We live and learn from this. And such, personally, I've come to the terms that all I need is someone to make me laugh, inspire me to do stuff, hopefully love my children, a good roll-in-the-sack quantification, and share the years of life. No more pedestals, peeps -- none of us deserve them. Not politicians, not sports idols, not movie icons, and definitely not an insurance peddler. I probably will still stand agape at other people's peccadillos, but I've matured and have come to terms that it's best to ignore, and not bicker.

Bless Scar and Ryan for their ridiculous chests, abdomens, and other anatomical features. They're also decent actors, so I'll watch them in a film if it interests me. But part of me is also glad that the glamorous can reach a point of no return. It's not just us wee peasants. Best of luck to them both, and they can feel free to help me with my legal payments if they like this.

Cheers,

JD

Tuesday, December 14, 2010

Good Meeting!

Had one of the stranger meetings today via phone with one of our agencies. Things pretty much bounced around like a ping-pong ball during an inebriated pick-up game, but actually we came out with some good ideas and feasible concepts that will help the company in 2011. Won't bore you with details, but we'll be alive and kicking in Q1 with some cool growth-initiated advertising.

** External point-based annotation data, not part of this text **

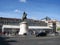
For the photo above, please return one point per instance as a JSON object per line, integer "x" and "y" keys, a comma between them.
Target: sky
{"x": 35, "y": 9}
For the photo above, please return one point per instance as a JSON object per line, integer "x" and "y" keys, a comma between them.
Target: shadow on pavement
{"x": 3, "y": 41}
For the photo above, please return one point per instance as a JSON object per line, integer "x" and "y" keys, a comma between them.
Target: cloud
{"x": 17, "y": 11}
{"x": 23, "y": 1}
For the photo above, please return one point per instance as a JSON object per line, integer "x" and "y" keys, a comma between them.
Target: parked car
{"x": 41, "y": 34}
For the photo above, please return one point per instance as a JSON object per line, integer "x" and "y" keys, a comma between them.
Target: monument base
{"x": 23, "y": 28}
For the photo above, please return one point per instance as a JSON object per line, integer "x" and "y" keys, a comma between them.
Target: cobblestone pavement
{"x": 30, "y": 40}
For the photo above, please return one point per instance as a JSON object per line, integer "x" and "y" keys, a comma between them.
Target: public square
{"x": 29, "y": 40}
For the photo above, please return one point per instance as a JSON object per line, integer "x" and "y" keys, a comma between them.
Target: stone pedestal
{"x": 23, "y": 28}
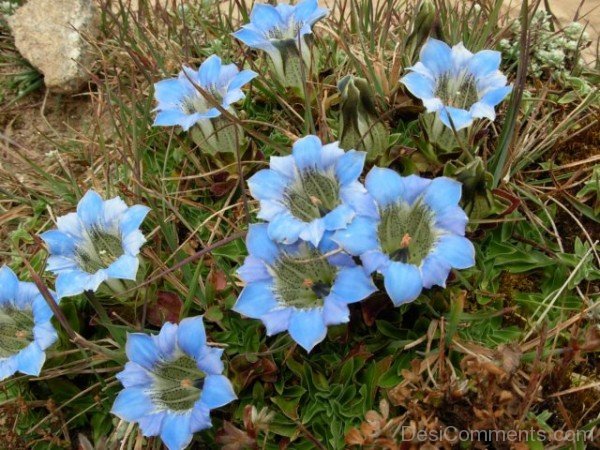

I do want to thank our leadership (no names here, unless they're named Ian Chalgren, and then all bets are off) for providing excellent guidance on the topic of how important it is to lead as opposed to react. They are wonderful people with great minds who provide real ideas for our team. Yes, my nose is slightly brown, but things wash off.

You five followers know that I gnash about my work -- there's seemingly no rhyme or reason as to what we work on, and that we're subject to what our sales force or product lines make us do. Chances are, the requests have been preempted by higher-ups and not been vetted to decide the warranty of whether the request is necessary or not. I understand corporate politics, but it doesn't mean I should agree or disagree with the direction. Dude, let's empower ourselves.

Back to the meeting! We got great direction to advise our corporate creative agency to act. And that is the key word: act. Not react, not advise, not hem-and-haw about what sister agency told them what, but listen to us and follow our direction and produce the assets we want to give to consumers. This is cool. We got some power now, and we'll make use of it.

I'll go back to posting about my idiotic fumblings and what'all shortly. In the meantime, I do truly feel we as an organization are on a good path and look forward to 2011 and getting more cool stuff out there for our consumers.Enough about work, and once Justin Bieber falls off the wagon I'll have some more inappropriate postings.

Now, who wants to get naked and chat about Tom Brady's stubble? Don't deny you're not impressed. Gisele, your input is needed.